HWK Ulm weiter gegen Nachrüstungspflicht für Rußpartikelfilter in Umweltzonen

Nachrüstungspflicht für Rußpartikelfilter in Umweltzonen steht weiterhin in der Kritik. Foto: Rike / pixelio

Weiterhin steht der Gesetzesvorschlag zur Nachrüstungspflicht für Rußpartikelfilter der Baumaschinen in Umweltzonen zur Diskussion. Die HWK Ulm sieht die betroffenen 2.800 Baubetriebe als nicht ausreichend von der Landesregierung beachtet. Denn einigen Betrieben würden die Maßnahmen den gesamten Jahresgewinn kosten.

von Isabell Walter, Online-Redaktion

Die HWK Ulm kritisiert weiterhin den Gesetzesvorschlag zur Nachrüstungspflicht für Rußpartikelfilter in Umweltzonen.

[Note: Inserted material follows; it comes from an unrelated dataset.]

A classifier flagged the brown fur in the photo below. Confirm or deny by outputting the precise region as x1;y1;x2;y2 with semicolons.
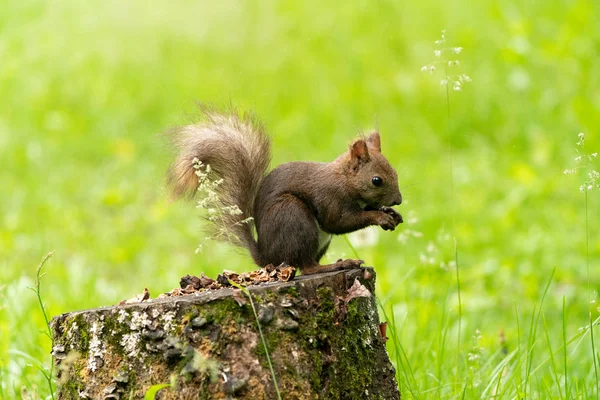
169;107;402;274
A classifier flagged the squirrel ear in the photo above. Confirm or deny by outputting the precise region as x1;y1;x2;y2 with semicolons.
350;139;370;169
367;132;381;153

Die 2.800 betroffenen Baubetriebe zwischen Jagst und Bodensee finden in der Landesregierung nicht genug Beachtung, so die HWK. Da einigen Betrieben die Nachrüstung ihren gesamten Jahresgewinn kosten würde, fordert die HWK Förderangebote seitens des Verkehrsministeriums.

Nachrüstungspflicht für Rußpartikelfilter in Umweltzonen bleibt stark diskutiert

Nach wie vor steht der Gesetzesvorschlag zur Nachrüstungspflicht für Rußpartikelfilter in Umweltzonen in der Diskussion. „Es ist gut und richtig, dass sich unsere Landesregierung um die Luftqualität Gedanken macht.“ So das Fazit von Dr. Tobias Mehlich, Hauptgeschäftsführer der Handwerkskammer Ulm, zum Gesetzesvorschlag. Die Kammer hatte das Verkehrsministerium vorher auf die erwarteten Zusatzbelastungen für die rund 2.800 Baubetriebe zwischen Jagst und Bodensee hingewiesen.

Einigen Betrieben würden die Maßnahmen den gesamten Jahresgewinn kosten

Die Handwerkskammer vermisst den Blick der Landesregierung auf die Belange der Betriebe. Das Ministerium kalkuliert zwar ebenso mit einer Zusatzbelastung von 2.500 bis 15.000 Euro pro Maschine, nimmt aber keine Rücksicht auf kleinere Betriebe. „Für einen Kleinstbetrieb mit angenommenen zehn Maschinen würde dies einen Zusatzaufwand im hohen fünfstelligen Eurobereich bedeuten“, betont Mehlich. Diese zusätzliche Belastung sei für kleine Betriebe kaum zu stemmen. Größere Baubetriebe sind oftmals mit über 20 Maschinen ausgestattet. Entsprechend höher sind die Kosten. Einigen Unternehmen würden die Maßnahmen den gesamten Jahresgewinn kosten. Deshalb betont Mehlich, dass ein Förderangebot für diese Betriebe nötig sei, um die Zusatzkosten zahlen zu können.

Landesregierung sollte die Auswirkungen auf die betroffenen Betriebe berücksichtigen

Noch sind die Umweltzonen der Region nicht von den verschärften Bestimmungen betroffen. „Warum sollte aber das, was in Reutlingen und Tübingen bald gelten wird, nicht auch bei uns passieren? Die Absichten und Zielrichtung der Landesregierung wird dort doch schon klar“, erkennt Mehlich. Außerdem habe bereits die Einführung der Umweltzone kleine und mittlere Betriebe geschmerzt. Mehlich würde sich wünschen, dass die Landesregierung die Auswirkungen auf die betroffenen Betriebe in die Überlegungen miteinbeziehen würde. Außerdem betont Mehlich: „Das Handwerk macht sich schon aus Eigeninteresse Gedanken um die Luftqualität an seinen Baustellen.“ Deshalb stellt sich für ihn die Frage, ob die Durchsetzung des Gesetzes für kleinere Baumaschinen überhaupt nötig sei.